We’re on a mission to make sure our data is spot-on. No fancy stuff here, just plain old checking and fixing.

Double-Checking the Year

First up, we want to make sure all our data is from the right year — 2016. Let’s peek at the dates in the stations table:

--Check the 'online_date' range 
SELECT 
 min(online_date) AS earliest_online_date,
 max(online_date) AS latest_online_date
FROM
 stations;

✅The dates are right where they should be — between 2013 and 2016. No surprises here!

Now, let’s shift our attention to the starttime and stoptime in the trips table:

--Check the 'online_date' range 
SELECT
 min(starttime) AS earliest_start_time, 
 min(stoptime) AS earliest_stop_time,
 max(starttime) AS latest_start_time,
 max(stoptime) AS latest_stop_time
FROM
 trips;

✅While the latest stoptime stretches a bit into 2017, the starting times are solidly in 2016.

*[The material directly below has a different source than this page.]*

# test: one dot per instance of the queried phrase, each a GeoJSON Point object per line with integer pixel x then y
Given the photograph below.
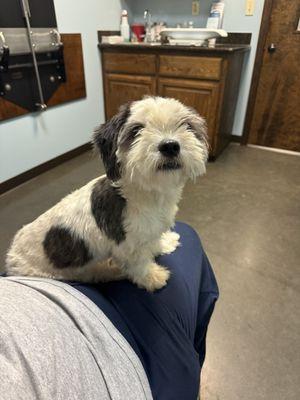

So, we’re good to go, the 2016 trips are all here! 🤝

Categorical Data: Ensuring Consistency and Constraints

Let’s keep it real — we’re making sure our data is on point. No complex stuff, just a bit of checking and fixing for our categorical data. Here are the fields we’re looking at to make sure everything’s consistent:

usertype

Check the usertype field:

-- Check distinct categories in 'user_type'
SELECT 
 DISTINCT usertype
FROM
 trips;

The user-type has an unexpected value — “Dependent.” We don’t have info on that in our meta-data. 🤔

Since the “Dependent” category is like a tiny drop in an ocean of data, we’ll do away with it for now:

-- Delete 'Dependent' usertype trips data
DELETE FROM
 trips
WHERE 
 usertype = 'Dependent';

✅We’ve kicked out 40 records of “Dependent” user-type trips data.

gender

Check the gender field:

-- Check distinct categories in 'gender'
SELECT 
 DISTINCT gender 
FROM
 trips;

At first glance, the `gender` values may seem okay. But wait, we’ve got blank string values where we expected NULL.🤨

Let’s clear out those blank strings and make them NULL:

-- Update blank string values in 'gender' to NULL
UPDATE 
 trips
SET 
 gender = NULL
WHERE 
 gender != 'Male' AND gender != 'Female'

✅We’ve turned 858,393 blank string values in the `gender` field into NULLs.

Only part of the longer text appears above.